The place has potential to yield information that will contribute to an understanding of Queensland's history.

With further research, the place has the potential to reveal important information about stone construction and materials in Warwick, and about local historical processes and developments.

The place is important in demonstrating the principal characteristics of a particular class of cultural places.

The building clearly demonstrates the principal characteristics of an evolving late 19th century store of substance and quality, with a turn-of-the-century remodelling which reflected new attitudes to merchandise display and customer convenience, as well as the buoyant nature of the local economy. This is particularly evident in the inclusion of the large plate-glass display windows.

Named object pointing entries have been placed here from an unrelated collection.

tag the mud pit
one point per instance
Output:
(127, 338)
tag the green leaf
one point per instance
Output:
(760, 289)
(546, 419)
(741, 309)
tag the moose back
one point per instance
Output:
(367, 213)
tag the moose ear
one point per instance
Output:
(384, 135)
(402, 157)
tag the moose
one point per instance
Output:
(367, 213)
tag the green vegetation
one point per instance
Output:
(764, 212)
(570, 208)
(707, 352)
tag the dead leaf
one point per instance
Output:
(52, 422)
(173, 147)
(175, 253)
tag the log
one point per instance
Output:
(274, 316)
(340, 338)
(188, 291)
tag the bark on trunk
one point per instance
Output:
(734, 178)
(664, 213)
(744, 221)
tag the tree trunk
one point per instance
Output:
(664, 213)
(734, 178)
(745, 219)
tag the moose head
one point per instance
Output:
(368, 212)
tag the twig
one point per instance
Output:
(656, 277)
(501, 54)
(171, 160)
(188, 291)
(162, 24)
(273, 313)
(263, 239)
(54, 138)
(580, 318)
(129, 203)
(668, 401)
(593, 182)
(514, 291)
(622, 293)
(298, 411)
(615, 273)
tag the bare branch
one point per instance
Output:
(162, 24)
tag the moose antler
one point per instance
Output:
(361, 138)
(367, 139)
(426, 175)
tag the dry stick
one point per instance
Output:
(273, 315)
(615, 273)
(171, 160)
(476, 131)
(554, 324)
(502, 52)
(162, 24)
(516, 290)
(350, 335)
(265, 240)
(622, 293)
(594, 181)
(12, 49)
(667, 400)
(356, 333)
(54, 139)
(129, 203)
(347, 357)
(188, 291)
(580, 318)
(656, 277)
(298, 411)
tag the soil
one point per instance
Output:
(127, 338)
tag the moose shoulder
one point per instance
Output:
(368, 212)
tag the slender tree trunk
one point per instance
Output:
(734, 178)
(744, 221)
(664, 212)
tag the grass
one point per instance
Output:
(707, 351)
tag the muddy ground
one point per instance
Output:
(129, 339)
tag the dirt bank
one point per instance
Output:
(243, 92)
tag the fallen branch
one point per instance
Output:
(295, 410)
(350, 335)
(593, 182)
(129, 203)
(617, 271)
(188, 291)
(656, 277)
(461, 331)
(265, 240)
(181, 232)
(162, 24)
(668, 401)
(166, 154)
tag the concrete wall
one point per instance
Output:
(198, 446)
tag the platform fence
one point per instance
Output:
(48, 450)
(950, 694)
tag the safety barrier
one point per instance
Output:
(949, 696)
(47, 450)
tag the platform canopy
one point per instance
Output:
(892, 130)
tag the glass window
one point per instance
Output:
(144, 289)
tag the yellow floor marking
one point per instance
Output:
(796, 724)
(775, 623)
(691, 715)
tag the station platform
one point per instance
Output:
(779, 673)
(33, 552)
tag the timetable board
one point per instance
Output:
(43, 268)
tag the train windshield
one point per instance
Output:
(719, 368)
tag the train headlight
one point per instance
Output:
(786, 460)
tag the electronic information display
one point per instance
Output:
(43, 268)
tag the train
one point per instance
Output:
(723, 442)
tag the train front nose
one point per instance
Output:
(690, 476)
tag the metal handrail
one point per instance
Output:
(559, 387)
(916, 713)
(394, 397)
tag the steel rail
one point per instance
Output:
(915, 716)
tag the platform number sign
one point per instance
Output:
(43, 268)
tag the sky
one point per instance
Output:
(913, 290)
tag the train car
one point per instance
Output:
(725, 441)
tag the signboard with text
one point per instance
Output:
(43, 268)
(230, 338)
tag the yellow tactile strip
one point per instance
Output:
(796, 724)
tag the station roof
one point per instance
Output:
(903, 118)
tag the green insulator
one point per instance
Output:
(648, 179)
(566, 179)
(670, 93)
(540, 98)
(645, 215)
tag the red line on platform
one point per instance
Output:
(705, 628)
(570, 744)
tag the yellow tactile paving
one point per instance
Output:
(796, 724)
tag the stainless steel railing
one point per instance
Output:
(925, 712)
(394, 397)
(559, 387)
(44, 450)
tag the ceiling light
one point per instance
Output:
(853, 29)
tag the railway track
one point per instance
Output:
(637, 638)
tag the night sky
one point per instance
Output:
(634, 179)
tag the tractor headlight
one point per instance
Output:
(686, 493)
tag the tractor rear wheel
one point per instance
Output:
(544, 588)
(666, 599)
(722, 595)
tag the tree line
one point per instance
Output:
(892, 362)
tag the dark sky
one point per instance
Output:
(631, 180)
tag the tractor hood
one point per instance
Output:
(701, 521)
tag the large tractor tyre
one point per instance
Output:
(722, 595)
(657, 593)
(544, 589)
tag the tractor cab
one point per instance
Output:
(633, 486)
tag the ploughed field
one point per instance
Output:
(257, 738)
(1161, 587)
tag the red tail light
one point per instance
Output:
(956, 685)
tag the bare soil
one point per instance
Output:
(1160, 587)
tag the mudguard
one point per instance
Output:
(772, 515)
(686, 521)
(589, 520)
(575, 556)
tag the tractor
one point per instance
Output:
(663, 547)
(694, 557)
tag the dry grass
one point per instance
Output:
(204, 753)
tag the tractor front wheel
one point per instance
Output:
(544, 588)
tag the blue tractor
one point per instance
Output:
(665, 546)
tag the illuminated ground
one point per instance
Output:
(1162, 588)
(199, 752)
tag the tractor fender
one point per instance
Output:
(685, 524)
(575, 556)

The place is important because of its aesthetic significance.

The building is significant for its strong contribution to the streetscape and to the Warwick townscape, in terms of materials, scale, form, design and intactness. The building makes a significant contribution to the unique nature of Warwick, with its substantial proportion of surviving 19th and early 20th century stone and brick buildings.

The place has a strong or special association with a particular community or cultural group for social, cultural or spiritual reasons.

The building is of significance to members of the Warwick community and of Queensland generally who value Warwick's historical reputation as "The Sandstone City".

The place has a special association with the life or work of a particular person, group or organisation of importance in Queensland's history.

The place has a strong association with the Hyslop family, who were prominent in the Warwick community from the 1880s to at least the 1940s, both as businesspersons and as active members of religious and social organisations, and who were respected for their charitable works.